I once knew someone who owned a drum machine on which he had been, he claimed, programming extraordinary amounts of really great music. Being naive to the thieving ways of the world, however, this friend – or aquaintance, really, from Canada – in fact the best friend of the fiancĂ© of my girlfriend's sister – came home one day to find that his drum machine had been stolen.
[Image: From Keith Kin Yan's Overshadowed, a site – and photographer – previously discussed here].
This act of musical thievery propelled him into a state of unremitting paranoia so intense, and so interesting, that I still think about it, nearly fifteen years later.
What happened was that every time he went out to hear music – mostly at raves in New York City – he claimed that, at some point in the night, he had heard one of his own songs. Flagrantly stolen from his own stolen drum machine, then inscribed to vinyl – only to be spun, live, to the dancing masses – his music popped up at least once every few hours.
Wide-eyed, emotional, convincing: there he was, in front of us, the people who hung out with him, explaining that this song was his.
Of course, I mention all this because I wonder what the architectural equivalent would be.
Perhaps a man, or woman, who spends all of his or her time sketching strange buildings – detailing elevators that lead to elevators and hotel rooms that interconnect to secret swimming pools in which hundreds of people sit, talking – finds that his (or her) sketchbook has been stolen.
Fifteen years later, then, this person is on vacation with friends – but the hotel they've chosen looks awfully familiar.
Too familiar.
It's his building.
"I designed this goddamn thing!" he screams, rattling door handles and staring through rotating glass doors at the swimming pool. He's sweating, veins visible, pulsing on his forehead. Everyone takes a step back. Is my cell phone charged? one thinks. Should I call 911?
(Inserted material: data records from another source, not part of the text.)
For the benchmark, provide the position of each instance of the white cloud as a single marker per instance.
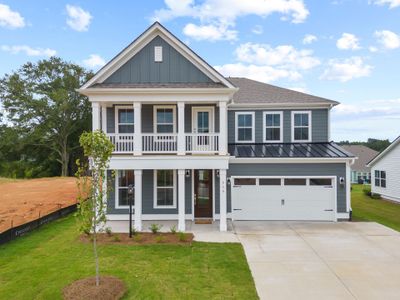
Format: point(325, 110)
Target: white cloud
point(258, 29)
point(348, 41)
point(29, 51)
point(223, 13)
point(347, 69)
point(309, 38)
point(10, 18)
point(392, 3)
point(94, 61)
point(78, 19)
point(209, 32)
point(264, 63)
point(388, 39)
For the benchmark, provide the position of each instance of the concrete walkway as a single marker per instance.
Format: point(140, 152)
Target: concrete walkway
point(315, 260)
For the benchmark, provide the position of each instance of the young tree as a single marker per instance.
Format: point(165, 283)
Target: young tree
point(41, 100)
point(98, 148)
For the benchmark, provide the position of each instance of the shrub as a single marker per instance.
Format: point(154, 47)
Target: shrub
point(173, 229)
point(182, 236)
point(155, 228)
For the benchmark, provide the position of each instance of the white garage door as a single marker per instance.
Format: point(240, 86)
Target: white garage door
point(283, 198)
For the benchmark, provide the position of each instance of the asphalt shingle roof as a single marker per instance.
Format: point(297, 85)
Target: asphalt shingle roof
point(255, 92)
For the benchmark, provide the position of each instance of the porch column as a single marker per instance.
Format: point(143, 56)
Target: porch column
point(181, 200)
point(138, 200)
point(137, 139)
point(95, 116)
point(181, 128)
point(223, 124)
point(222, 199)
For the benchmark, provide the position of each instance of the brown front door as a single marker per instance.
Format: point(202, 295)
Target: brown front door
point(203, 193)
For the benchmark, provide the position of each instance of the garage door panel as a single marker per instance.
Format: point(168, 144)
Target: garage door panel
point(256, 202)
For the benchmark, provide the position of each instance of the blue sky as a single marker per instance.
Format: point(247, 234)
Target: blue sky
point(345, 50)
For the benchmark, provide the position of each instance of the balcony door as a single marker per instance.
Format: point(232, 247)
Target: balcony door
point(202, 127)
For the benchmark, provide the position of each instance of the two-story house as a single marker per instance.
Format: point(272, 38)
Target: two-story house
point(198, 145)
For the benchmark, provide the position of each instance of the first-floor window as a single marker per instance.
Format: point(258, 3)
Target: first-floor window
point(125, 178)
point(380, 178)
point(164, 188)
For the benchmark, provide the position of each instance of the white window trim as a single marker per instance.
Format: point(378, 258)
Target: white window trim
point(309, 125)
point(237, 114)
point(155, 192)
point(155, 107)
point(116, 189)
point(265, 126)
point(117, 108)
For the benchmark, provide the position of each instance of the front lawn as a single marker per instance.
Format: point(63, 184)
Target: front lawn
point(39, 265)
point(376, 210)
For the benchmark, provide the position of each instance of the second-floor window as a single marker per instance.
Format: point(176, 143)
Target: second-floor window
point(301, 126)
point(164, 119)
point(273, 127)
point(125, 120)
point(245, 127)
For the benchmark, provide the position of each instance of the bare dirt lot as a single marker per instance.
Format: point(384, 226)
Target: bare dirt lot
point(22, 201)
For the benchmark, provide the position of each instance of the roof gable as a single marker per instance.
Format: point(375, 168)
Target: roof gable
point(120, 65)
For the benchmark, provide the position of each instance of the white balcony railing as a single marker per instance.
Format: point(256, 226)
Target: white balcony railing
point(159, 143)
point(166, 142)
point(202, 142)
point(123, 142)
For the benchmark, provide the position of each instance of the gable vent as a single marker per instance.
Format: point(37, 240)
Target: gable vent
point(158, 53)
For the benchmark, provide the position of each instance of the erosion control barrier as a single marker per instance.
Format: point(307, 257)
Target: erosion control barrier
point(13, 233)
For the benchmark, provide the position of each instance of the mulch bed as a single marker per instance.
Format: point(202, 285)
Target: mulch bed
point(141, 238)
point(110, 288)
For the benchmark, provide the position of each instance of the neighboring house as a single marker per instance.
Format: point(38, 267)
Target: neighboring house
point(198, 145)
point(360, 173)
point(385, 171)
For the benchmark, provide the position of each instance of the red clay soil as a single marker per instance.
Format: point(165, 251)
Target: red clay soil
point(110, 288)
point(24, 200)
point(141, 238)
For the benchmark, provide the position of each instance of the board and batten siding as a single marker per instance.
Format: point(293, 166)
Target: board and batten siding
point(293, 169)
point(142, 68)
point(390, 163)
point(319, 125)
point(148, 196)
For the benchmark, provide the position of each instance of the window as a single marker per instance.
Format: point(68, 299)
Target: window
point(295, 181)
point(269, 181)
point(158, 53)
point(301, 126)
point(164, 194)
point(164, 117)
point(123, 180)
point(273, 126)
point(245, 127)
point(380, 178)
point(245, 181)
point(321, 181)
point(125, 120)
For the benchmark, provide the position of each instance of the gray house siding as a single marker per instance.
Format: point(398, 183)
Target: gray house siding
point(319, 125)
point(292, 169)
point(142, 68)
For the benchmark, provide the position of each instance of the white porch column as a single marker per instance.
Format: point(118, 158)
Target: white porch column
point(223, 125)
point(137, 139)
point(95, 116)
point(222, 199)
point(181, 128)
point(138, 200)
point(181, 200)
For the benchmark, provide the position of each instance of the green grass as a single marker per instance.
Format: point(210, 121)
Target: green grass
point(40, 264)
point(376, 210)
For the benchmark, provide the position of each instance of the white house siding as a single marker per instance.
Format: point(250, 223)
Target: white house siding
point(390, 163)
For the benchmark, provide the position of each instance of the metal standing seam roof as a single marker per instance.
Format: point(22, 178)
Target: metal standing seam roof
point(289, 150)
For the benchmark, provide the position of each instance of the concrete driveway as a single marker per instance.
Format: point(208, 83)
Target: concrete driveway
point(315, 260)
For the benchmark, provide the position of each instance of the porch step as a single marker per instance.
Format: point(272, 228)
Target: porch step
point(202, 221)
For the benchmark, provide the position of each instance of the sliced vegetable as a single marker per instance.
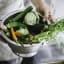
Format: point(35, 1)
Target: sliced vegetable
point(31, 19)
point(18, 34)
point(23, 31)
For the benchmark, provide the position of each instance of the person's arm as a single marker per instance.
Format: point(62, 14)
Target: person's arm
point(43, 8)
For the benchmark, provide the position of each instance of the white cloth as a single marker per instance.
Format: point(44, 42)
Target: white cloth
point(7, 6)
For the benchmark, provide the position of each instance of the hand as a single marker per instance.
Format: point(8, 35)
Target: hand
point(43, 9)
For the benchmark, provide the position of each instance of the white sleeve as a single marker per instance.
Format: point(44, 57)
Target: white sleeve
point(7, 6)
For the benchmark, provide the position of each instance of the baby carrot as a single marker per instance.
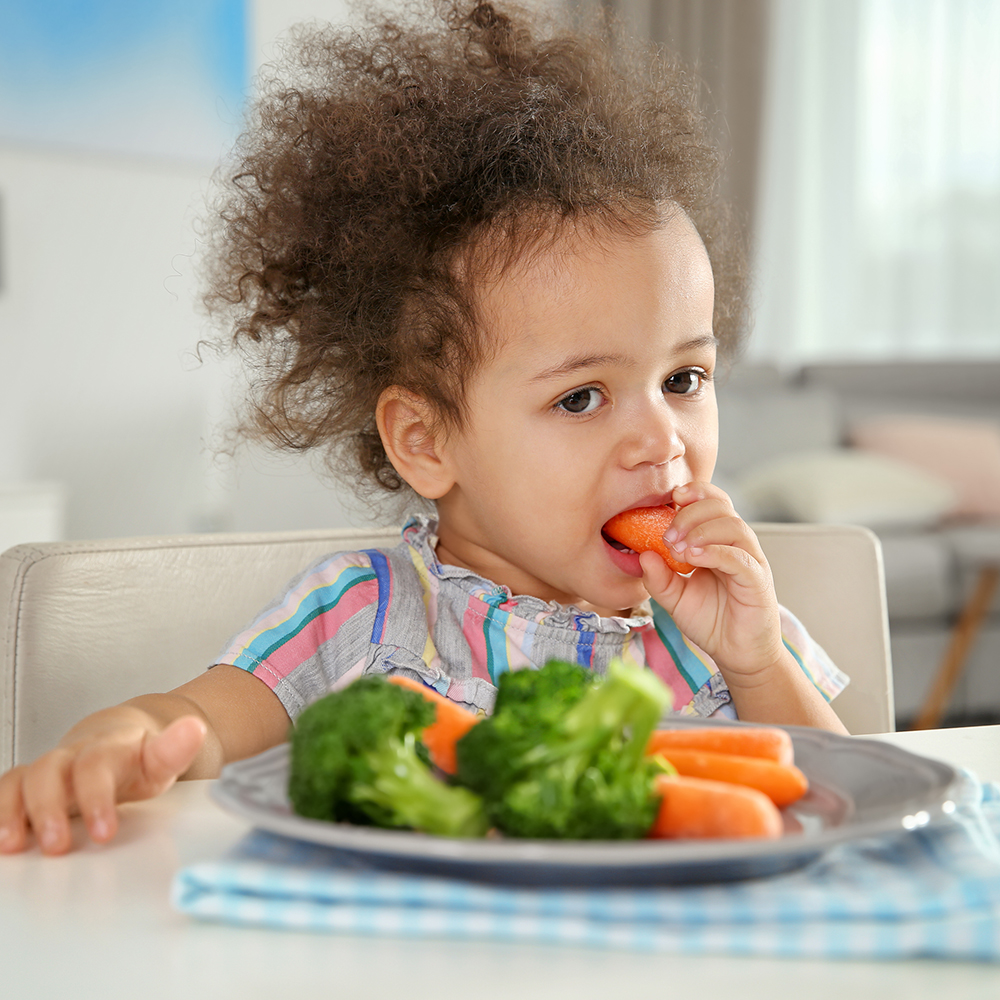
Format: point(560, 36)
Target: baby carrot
point(781, 783)
point(757, 741)
point(641, 529)
point(699, 807)
point(451, 724)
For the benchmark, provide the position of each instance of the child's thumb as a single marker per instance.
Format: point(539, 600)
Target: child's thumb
point(170, 753)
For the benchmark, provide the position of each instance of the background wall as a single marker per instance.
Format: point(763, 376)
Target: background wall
point(101, 391)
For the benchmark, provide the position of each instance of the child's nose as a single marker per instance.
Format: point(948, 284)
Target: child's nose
point(651, 438)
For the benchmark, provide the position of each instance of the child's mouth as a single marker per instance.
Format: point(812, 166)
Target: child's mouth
point(614, 543)
point(624, 558)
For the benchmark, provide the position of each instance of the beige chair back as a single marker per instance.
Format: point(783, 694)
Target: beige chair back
point(84, 625)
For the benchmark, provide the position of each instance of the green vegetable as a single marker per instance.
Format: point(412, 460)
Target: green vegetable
point(356, 757)
point(563, 756)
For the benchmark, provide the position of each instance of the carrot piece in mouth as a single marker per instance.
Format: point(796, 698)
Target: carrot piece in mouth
point(642, 528)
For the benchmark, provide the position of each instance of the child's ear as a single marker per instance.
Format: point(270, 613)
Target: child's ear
point(412, 438)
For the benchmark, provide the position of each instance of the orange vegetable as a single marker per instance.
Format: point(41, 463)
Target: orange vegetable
point(757, 741)
point(699, 807)
point(451, 724)
point(781, 783)
point(641, 529)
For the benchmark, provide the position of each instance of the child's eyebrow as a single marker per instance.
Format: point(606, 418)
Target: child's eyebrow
point(584, 361)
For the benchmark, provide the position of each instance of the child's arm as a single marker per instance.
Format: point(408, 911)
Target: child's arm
point(729, 609)
point(136, 751)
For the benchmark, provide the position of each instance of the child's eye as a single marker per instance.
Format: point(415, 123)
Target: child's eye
point(581, 400)
point(686, 382)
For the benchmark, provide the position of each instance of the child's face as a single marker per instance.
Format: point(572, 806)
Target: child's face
point(599, 399)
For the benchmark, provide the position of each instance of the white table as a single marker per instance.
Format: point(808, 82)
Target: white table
point(97, 923)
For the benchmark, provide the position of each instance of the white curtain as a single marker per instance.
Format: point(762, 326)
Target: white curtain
point(878, 218)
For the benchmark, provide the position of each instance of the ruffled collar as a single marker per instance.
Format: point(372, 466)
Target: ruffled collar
point(420, 533)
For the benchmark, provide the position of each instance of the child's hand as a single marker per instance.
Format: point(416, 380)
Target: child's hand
point(727, 606)
point(119, 755)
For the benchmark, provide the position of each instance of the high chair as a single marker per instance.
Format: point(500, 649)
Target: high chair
point(84, 625)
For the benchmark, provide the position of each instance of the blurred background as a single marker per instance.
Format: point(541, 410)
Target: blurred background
point(863, 143)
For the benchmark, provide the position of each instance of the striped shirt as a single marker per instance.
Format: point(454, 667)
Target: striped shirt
point(382, 611)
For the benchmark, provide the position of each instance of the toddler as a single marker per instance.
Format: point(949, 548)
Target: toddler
point(478, 260)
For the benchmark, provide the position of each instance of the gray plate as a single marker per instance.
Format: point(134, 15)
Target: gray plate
point(858, 788)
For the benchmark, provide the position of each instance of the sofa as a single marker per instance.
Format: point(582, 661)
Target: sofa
point(912, 450)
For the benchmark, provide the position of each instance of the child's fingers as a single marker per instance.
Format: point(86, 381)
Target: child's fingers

"This is my hotel!" the man screams, kicking over an ice bucket.
He gets so loud his friends start to panic, eventually punching him in the face, hoping it will knock him out; it doesn't work.
The police arrive.
Our architectural sketcher is immediately arrested. He is strapped face-down to a table and injected with horse tranquilizers.
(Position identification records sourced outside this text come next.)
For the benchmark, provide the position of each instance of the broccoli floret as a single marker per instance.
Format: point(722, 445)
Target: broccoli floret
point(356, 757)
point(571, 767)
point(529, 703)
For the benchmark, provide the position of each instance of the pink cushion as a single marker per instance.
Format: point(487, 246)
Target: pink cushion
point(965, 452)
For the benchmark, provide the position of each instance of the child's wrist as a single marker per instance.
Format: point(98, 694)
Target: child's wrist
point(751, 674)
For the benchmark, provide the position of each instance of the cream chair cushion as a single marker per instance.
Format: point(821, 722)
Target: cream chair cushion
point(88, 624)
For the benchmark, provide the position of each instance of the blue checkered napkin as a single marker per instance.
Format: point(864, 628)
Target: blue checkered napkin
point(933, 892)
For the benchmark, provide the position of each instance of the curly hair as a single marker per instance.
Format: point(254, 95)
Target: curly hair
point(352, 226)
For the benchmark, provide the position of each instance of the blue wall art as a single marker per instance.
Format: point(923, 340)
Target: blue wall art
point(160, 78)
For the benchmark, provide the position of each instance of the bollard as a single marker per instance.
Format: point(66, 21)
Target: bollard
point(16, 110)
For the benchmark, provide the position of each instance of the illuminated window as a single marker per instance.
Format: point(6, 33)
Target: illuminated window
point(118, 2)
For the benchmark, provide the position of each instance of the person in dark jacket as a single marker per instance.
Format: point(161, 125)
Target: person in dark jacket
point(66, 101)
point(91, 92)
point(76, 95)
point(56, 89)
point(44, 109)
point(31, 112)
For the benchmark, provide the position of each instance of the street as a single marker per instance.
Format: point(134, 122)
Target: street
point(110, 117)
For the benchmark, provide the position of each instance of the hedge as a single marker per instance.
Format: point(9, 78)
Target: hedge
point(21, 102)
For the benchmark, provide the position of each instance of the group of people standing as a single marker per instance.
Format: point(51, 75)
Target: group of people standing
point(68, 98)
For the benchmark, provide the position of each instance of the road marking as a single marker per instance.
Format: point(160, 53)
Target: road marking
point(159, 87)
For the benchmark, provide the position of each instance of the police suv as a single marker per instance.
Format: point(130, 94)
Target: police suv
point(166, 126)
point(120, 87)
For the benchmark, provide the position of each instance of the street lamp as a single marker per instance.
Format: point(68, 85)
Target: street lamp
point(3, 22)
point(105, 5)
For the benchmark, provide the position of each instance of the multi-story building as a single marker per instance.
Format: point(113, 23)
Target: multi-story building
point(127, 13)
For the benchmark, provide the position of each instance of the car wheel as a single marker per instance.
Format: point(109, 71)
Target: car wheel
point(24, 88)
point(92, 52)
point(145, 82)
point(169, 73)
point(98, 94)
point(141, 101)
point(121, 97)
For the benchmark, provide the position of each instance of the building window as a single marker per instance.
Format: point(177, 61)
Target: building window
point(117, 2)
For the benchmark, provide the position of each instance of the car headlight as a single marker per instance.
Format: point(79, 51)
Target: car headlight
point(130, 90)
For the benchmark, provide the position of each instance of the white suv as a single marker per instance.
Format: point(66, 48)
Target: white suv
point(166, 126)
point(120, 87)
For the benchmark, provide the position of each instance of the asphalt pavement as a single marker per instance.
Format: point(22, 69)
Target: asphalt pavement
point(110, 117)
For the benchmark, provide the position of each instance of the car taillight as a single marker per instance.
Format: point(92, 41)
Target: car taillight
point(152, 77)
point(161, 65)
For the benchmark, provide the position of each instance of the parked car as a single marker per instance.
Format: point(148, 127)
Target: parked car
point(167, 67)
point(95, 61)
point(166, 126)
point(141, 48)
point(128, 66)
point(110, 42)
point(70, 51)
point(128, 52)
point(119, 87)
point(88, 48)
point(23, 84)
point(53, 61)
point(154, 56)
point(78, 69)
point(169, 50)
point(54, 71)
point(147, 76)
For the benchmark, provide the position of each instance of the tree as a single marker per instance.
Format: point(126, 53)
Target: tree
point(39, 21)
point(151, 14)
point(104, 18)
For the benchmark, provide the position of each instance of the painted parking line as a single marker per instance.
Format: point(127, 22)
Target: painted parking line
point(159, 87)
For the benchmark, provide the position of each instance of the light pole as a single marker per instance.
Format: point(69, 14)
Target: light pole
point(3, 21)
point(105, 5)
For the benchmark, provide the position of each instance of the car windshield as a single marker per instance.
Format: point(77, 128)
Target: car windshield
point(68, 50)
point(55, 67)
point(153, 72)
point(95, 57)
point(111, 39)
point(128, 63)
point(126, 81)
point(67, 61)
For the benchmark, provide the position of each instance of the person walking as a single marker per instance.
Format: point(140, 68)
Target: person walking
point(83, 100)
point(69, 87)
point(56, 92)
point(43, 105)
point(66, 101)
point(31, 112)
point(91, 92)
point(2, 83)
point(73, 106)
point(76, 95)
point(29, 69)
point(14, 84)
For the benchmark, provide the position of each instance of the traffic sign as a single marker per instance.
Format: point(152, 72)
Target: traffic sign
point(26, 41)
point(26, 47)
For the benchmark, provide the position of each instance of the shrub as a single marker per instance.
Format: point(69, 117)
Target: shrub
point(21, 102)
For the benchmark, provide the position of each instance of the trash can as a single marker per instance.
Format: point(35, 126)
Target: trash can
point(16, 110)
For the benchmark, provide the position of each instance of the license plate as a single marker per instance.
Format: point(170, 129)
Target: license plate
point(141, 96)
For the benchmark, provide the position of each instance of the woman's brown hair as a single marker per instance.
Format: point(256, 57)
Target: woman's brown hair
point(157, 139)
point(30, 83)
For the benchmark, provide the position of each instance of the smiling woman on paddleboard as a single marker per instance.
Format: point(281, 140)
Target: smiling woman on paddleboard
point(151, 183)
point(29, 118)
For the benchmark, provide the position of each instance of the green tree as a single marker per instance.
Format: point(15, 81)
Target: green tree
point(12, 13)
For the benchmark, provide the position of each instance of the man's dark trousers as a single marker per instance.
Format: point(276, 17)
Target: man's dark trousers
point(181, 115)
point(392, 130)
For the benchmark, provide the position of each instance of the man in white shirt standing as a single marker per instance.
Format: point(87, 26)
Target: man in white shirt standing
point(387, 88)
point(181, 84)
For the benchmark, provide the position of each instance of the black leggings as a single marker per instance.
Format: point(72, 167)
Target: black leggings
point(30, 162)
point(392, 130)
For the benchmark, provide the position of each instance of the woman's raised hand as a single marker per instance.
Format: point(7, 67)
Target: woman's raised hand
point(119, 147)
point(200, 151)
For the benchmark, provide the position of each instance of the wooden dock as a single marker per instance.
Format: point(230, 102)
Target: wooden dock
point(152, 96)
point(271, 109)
But the thing is: he's right. He really did design that hotel. It really did come out of his sketchbook. That swimming pool really was his idea.
Even worse: so was the building across the street – a building he's about to see when the police release him from custody.
And those buildings downtown? He designed them, too.
He designed this whole city, see: he sketched the whole thing in his now lost book.
Except he's the only one who knows it. Not a single one of his friends believes him. In fact, people make fun of him, call him "Charles Manson" and point out the window at different buildings as if to antagonize him. "Did you design that, too?" Everyone giggles.
Soon, old friends are writing blog entries about him.
To escape the madness, the man moves to a new city, packing his bags and buying a dog – only to realize that everything about even that new city was all his idea.
(Perhaps coming soon: Sketchbook, starring Christian Bale).